Incidentally, this was the first story in which I decided to have fun with the title. Science fiction stories typically have terse no-nonsense titles…and for a long time, I thought titles like that were absolutely necessary if you wanted to be taken seriously as a writer. Finally, of course, I realized what a ridiculous notion that was—not only did many great stories have out-and-out florid titles, but one doesn't always want to be "serious" anyway. Therefore, I chucked out my preconceptions on what titles "must" be and have felt better ever since.
"The Children of Crèche": Once upon a time, there was a thing called gonzo journalism. It's not entirely dead—I still stumble across delightfully over-the-top pieces of supposed reportage that are really just an excuse for mouthing off in extravagantly purple prose—but I fear the glory days of gonzo are gone, gone, gonzo. Readers of "Crèche" have told me they're sure I'm imitating someone, but they can't tell who. Sigh.
(The answer is I'm not imitating anyone specifically; I'm simply having flashbacks to Hunter S. Thompson, Tom Wolfe, Harlan Ellison in Tick-Tock mode, and a whole bunch of other writers who fed my gonzo cravings in the late sixties/early seventies. Hee-whack indeed.)
By the way, this is my earliest story featuring a scalpel. Don't ask me why, but scalpels keep popping up all over my writing…scalpels and mutilating corpses. It's a good thing I despise Freudian psychology, or I'd be really, really worried.

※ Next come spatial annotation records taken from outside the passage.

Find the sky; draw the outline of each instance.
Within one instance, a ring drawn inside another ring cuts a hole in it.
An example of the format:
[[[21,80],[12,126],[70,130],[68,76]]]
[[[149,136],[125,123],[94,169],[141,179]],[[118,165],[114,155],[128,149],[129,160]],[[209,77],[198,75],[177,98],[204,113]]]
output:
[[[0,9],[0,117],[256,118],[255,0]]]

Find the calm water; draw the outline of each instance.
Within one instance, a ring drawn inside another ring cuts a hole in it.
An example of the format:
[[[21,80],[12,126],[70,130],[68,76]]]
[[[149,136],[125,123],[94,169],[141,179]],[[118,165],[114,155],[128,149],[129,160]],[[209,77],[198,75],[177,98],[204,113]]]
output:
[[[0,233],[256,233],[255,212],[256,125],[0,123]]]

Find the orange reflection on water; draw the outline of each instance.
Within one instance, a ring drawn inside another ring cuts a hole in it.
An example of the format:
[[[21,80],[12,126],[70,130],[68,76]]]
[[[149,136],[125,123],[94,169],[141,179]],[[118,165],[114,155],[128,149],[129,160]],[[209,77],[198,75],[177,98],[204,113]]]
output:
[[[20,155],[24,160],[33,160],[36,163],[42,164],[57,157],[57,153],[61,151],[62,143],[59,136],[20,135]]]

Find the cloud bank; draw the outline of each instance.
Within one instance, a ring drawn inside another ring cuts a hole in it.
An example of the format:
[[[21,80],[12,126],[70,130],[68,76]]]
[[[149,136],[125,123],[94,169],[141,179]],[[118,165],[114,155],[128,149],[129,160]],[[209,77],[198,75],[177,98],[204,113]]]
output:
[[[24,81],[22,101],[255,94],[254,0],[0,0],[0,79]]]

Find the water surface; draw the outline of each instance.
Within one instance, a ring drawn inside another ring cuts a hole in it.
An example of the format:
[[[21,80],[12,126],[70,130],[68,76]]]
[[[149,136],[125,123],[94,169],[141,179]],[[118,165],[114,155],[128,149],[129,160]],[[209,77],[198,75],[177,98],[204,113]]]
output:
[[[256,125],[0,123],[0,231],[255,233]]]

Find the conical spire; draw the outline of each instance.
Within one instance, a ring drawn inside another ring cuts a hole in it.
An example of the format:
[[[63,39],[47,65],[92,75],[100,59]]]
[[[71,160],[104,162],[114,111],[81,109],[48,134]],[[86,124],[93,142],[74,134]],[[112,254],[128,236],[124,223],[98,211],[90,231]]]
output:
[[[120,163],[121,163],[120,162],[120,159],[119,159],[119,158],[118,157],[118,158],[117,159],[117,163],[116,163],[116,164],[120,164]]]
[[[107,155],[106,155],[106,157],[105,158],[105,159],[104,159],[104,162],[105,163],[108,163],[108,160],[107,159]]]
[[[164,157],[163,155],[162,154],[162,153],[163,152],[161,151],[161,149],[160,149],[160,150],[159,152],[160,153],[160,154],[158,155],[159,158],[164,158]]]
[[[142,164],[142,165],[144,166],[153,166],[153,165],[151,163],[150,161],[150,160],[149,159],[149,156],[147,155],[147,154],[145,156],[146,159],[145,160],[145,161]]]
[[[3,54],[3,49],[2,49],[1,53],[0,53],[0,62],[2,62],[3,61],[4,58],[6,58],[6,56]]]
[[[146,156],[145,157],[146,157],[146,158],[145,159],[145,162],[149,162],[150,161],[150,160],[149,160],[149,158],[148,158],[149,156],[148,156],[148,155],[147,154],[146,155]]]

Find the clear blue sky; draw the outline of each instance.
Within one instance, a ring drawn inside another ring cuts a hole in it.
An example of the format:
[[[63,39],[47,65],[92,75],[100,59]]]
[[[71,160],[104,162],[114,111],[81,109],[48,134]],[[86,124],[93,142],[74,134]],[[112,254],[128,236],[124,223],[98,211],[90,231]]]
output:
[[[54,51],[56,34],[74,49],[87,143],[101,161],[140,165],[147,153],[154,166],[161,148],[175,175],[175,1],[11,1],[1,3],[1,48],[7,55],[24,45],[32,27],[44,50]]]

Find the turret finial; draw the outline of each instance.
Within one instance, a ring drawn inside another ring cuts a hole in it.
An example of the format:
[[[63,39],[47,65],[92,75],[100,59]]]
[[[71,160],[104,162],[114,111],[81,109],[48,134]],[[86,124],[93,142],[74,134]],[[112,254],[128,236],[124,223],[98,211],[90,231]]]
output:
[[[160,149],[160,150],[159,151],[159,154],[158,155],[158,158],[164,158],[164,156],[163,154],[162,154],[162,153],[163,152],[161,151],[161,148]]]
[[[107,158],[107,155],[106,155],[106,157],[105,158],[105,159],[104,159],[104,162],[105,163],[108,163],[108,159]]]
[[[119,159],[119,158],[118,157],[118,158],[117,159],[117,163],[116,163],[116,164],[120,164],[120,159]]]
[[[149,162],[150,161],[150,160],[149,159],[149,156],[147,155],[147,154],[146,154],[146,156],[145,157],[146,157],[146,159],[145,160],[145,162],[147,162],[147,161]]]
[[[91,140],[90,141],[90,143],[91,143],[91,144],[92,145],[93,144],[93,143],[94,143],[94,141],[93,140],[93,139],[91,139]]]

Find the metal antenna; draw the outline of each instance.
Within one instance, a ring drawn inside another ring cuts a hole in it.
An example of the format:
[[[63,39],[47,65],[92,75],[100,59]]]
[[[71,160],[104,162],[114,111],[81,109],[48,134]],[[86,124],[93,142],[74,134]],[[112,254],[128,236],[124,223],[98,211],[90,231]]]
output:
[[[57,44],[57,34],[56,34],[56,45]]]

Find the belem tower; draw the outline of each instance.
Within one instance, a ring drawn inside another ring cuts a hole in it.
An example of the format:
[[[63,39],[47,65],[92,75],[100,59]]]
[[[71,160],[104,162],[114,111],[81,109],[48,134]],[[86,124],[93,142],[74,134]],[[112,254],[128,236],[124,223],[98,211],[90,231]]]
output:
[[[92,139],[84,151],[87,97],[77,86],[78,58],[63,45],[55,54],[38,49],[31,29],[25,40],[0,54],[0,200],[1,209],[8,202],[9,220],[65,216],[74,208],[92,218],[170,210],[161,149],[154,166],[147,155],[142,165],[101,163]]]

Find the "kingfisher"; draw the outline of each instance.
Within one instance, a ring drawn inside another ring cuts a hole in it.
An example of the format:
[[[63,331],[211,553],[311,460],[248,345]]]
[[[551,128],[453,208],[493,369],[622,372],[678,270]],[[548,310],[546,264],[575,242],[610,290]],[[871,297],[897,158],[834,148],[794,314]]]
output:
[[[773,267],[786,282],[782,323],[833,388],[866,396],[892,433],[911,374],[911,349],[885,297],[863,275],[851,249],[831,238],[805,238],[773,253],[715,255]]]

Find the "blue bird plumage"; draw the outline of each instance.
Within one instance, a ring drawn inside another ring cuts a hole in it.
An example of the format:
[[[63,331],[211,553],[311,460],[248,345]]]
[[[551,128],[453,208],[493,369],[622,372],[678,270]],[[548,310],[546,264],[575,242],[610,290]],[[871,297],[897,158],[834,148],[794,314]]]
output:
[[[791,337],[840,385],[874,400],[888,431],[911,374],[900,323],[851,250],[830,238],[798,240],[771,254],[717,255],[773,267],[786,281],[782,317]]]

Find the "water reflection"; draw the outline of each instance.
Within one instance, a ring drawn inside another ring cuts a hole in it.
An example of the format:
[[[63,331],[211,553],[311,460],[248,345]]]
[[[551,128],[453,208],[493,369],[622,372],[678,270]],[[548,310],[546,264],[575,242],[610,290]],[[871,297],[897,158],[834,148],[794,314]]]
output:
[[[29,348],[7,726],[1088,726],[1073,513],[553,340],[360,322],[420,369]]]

"Kent State Descending the Gravity Well: An Analysis of the Observer": This is the one story I've written as me, Jim Gardner, rather than from some fictional point of view. It's not quite a true story—I never actually sat down and wrote out the "scribbles" as they appear—but the ideas did cross my mind as I saw how the press tried to deal with the twentieth anniversary of the killings at Kent State University. Our beloved media (as they so often do) wrote around the facts without ever truly connecting to the reality of what happened.